Dressed to Kill Tour
The Dressed to Kill Tour in support of Closer to the Truth, which launched on March 22, 2014, in Phoenix, Arizona, was officially announced on September 23, 2013. It is titled after the album's song of the same name. The tour went on to gross over $55 million and attracted over 600,000 fans.

Critical receptionCloser to the Truth garnered generally positive reviews from music critics. At Metacritic, which assigns a normalized rating out of 100 to reviews from mainstream critics, the album has an average score of 61 based on six reviews, indicating "generally favorable reviews". At USA Today, Jerry Shriver told that the release was "huge fun, lyrically substantive (as these things go) and emotionally wide-ranging, and it appeals beyond her fan base." Jim Farber of New York Daily News wrote that "The material isn't quite so individual", yet noted that "At root, the new disc pleases by this sole measure: It's deeply, madly Cher." At Newsday, Glenn Gamboa evoked that "Cher doesn't just survive here, she thrives." Kevin Catchpole of PopMatters affirmed that "Cher has provided a welcome return to the music world with Closer to the Truth."

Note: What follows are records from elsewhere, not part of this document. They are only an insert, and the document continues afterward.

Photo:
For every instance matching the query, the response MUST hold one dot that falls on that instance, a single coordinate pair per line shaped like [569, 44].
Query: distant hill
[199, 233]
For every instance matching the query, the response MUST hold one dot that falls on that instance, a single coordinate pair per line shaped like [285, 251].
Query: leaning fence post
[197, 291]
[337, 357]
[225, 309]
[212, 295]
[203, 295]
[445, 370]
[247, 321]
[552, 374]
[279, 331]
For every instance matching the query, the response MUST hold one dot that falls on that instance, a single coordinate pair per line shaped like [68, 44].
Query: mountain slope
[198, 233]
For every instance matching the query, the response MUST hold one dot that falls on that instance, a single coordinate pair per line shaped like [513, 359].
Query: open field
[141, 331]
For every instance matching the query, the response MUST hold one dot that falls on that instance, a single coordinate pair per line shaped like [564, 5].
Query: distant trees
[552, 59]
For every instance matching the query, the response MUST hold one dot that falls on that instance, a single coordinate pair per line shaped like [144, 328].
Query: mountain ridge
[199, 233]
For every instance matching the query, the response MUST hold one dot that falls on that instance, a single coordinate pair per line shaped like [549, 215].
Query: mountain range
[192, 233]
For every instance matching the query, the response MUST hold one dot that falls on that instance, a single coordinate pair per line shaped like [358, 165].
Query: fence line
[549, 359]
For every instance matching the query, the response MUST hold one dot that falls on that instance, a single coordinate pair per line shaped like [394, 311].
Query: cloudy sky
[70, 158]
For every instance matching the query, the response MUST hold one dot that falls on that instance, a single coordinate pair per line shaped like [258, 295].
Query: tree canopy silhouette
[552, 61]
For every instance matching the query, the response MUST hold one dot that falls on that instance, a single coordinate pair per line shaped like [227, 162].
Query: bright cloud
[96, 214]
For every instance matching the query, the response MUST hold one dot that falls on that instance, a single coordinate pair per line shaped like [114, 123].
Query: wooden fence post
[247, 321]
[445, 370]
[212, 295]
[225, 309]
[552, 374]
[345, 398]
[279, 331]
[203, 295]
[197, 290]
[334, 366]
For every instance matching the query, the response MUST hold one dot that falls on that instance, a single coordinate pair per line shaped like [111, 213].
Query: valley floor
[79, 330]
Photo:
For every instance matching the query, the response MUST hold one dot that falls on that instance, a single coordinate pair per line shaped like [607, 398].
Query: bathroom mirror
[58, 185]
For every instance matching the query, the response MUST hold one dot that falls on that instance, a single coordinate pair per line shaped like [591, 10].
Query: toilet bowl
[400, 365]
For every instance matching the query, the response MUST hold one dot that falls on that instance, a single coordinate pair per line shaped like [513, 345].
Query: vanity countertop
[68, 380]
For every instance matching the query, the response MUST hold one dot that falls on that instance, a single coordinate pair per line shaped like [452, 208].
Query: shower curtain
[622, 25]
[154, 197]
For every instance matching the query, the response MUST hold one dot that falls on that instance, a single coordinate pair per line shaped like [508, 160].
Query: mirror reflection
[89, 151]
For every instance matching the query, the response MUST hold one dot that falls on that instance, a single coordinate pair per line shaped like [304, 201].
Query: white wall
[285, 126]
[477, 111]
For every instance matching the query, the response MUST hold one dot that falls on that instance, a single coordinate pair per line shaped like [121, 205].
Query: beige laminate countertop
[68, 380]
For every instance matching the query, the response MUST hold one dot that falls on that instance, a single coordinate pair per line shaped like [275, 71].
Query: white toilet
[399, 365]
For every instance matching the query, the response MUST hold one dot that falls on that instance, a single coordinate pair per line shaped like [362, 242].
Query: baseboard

John Hamilton of Idolator felt that the album "turns out to be one of Cher's most engaging albums, a strong collection of pop tunes the world would be wise to pick up." Gay Times felt that it was "a fantastic, if long-overdue, return from one of the greatest singers of our time." At So So Gay, Ed Brody highlighted that the release was "anything but a meek return to the spotlight for one of pop's most enduring and resilient emissaries", and proclaimed this was "a fantastically strong renaissance album." Bill Lamb of About.com called it "well balanced with the first half amounting to an uptempo dance suite and the second half explore more ballad territory."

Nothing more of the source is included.